Добавить в цитаты Настройки чтения

Страница 7 из 12



Четвертое Рождество

Сочельник 1914 года

Лейтенант стоял посреди хозяйской спальни и тяжелым взглядом смотрел на мистера Стоуна. Тот лежал поперек кровати в сапогах, брюках и мятой рубашке. От его мощного храпа едва не содрогались оконные стекла.

Слуга хмуро фыркнул, взял ведро, стоявшее у его ног, и с силой выплеснул из него воду на спящего. Тот захлебнулся храпом и с протяжным стоном подорвался с места. Его помятая физиономия казалась на редкость опухшей и густо заросла бородой. С нее теперь по шее сбегали струи. Он выпучил глаза и тяжело дышал. Выглядел Грегори Стоун ужасно, и никто ни за что в эту минуту не узнал бы его из тех, кто знали инженера последние несколько лет.

- Ты с ума сошел? – хрипло заорал Грег, выругался и зашелся кашлем.

- Это вы рехнулись! – проворчал Лейтенант.

- Что? Какого черта я должен просыпаться в мокрой постели?

- Высушим! А когда вы пьяный – вам все равно, где и как спать, - продолжал ворчать слуга. – Сколько ж можно! На кого похожи стали, черт вас подери! И как только вас ноги носят? Хоть бы памяти отца постыдились! Ваш отец – прекрасный человек, а вы?

- А я? Ну же, продолжай! Кто я? Какой я? Подлец? Неудачник? Слабак?

- Болван! – рявкнул Лейтенант. – Подумаешь, работу потеряли. Другую найдете!

- Другую найду, - повторил Грег и мрачно рассмеялся. Лицо его перекосилось, отчего черты сделались резкими, почти уродливыми. – У меня, кроме этого, ничего уже не осталось. И это забрали тоже. Ирония – все остальное я терял сам, по собственной глупости…

- Вы мне тут умных слов не говорите, - Лейтенант отбросил, наконец, ведро и упер огромные руки в не менее крупные бока. – Надо было разные умные слова раньше говорить, и не мне, и не здесь.

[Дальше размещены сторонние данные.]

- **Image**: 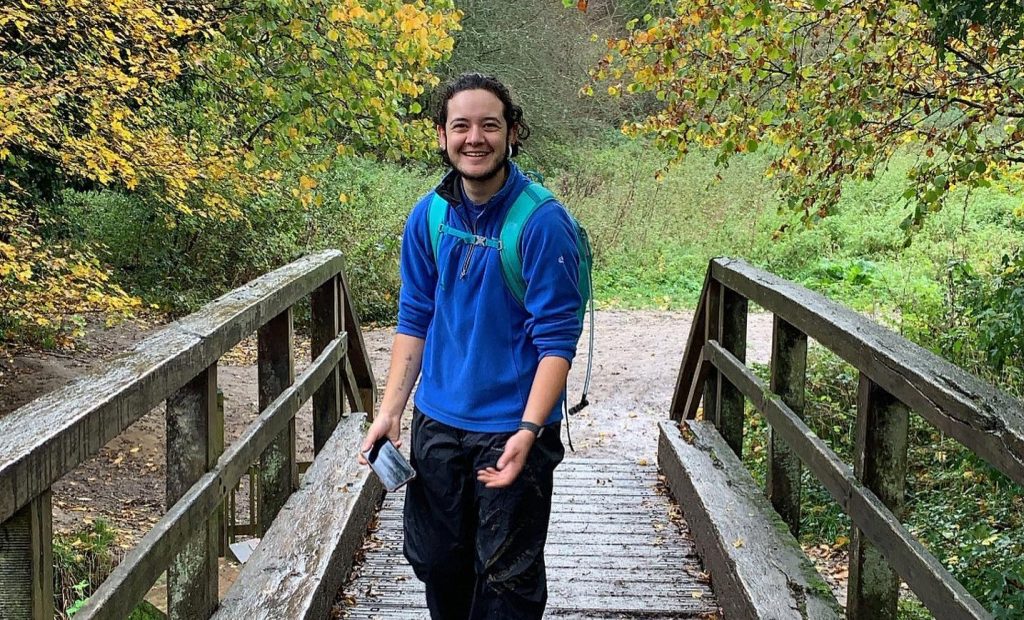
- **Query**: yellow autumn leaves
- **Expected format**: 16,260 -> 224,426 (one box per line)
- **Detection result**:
0,0 -> 459,343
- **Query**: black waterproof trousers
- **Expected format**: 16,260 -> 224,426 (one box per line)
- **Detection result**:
404,410 -> 565,620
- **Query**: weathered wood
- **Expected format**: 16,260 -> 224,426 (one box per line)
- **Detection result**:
75,336 -> 346,620
344,459 -> 717,619
701,280 -> 722,423
0,490 -> 53,620
705,342 -> 989,619
0,251 -> 342,523
669,272 -> 711,422
711,259 -> 1024,485
338,271 -> 377,420
846,373 -> 910,620
339,354 -> 364,413
166,365 -> 224,618
256,308 -> 294,534
309,278 -> 341,454
715,286 -> 746,454
214,414 -> 384,620
765,315 -> 807,537
657,420 -> 841,620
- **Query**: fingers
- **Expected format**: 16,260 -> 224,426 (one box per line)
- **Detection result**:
476,467 -> 518,489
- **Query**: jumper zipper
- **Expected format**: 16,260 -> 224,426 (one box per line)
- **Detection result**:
459,243 -> 476,280
455,209 -> 476,280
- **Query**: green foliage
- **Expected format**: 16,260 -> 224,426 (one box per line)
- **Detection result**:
584,0 -> 1024,230
53,520 -> 119,617
939,249 -> 1024,388
440,0 -> 642,165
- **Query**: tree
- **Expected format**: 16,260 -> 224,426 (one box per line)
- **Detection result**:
588,0 -> 1024,229
0,0 -> 459,342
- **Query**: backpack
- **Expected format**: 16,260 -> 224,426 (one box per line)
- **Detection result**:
427,180 -> 594,434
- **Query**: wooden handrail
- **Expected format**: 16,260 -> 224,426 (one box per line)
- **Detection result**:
0,250 -> 376,618
671,258 -> 1024,618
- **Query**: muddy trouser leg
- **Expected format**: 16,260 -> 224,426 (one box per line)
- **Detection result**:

Он помолчал, посмотрел на мистера Стоуна исподлобья и выпалил:

- В церковь ее надо было вести, вот что!

Грег вздрогнул. Быстро опустил глаза. И медленно проговорил:

- Я не… я не знал тогда… Надо было. Сейчас говорить не о чем.

- Ах, не знааали, - противно протянул слуга. – Где уж вам было знать! И про то, каково бедной девочке в любовницах ходить, не знали. И о том, как мне было смотреть на то, что происходит под нашей крышей, не знали. И о том, что девчонку в церковь тащить надо, чтобы она от вас никуда не сбежала, тоже не знали. А теперь что уж? – развел он руками. – Теперь вы ей никто. А были бы мужем – никуда бы не делась.

И Лейтенант тяжело вздохнул, вспомнив о красивых глазах миссис Финдохти.

- Ты думаешь, я не кляну себя каждый день за то, что тянул столько времени? Ты думаешь, я не понимаю, что мне нечем самому себе объяснить, отчего так произошло? Ты думаешь, я не чувствую себя подлецом из-за того, что… использовал ее?

- А что теперь себя клясть? – сказал Лейтенант и зло пробурчал: - Лучше помолитесь, чтобы ей кто посообразительней попался!

- Майлз! – рявкнул Грег. Он называл слугу по имени только в те моменты, когда бывал особенно зол. Потом спрятал лицо в ладонях и горько проговорил: – Разве мало того, что я молюсь, чтобы она была жива и счастлива?

- Ну вам, может, в самый раз. Пойди разбери, что в вашей голове творится, - сердито проговорил Лейтенант и, подхватив ведро, вознамерился уходить. – Самый настоящий болван!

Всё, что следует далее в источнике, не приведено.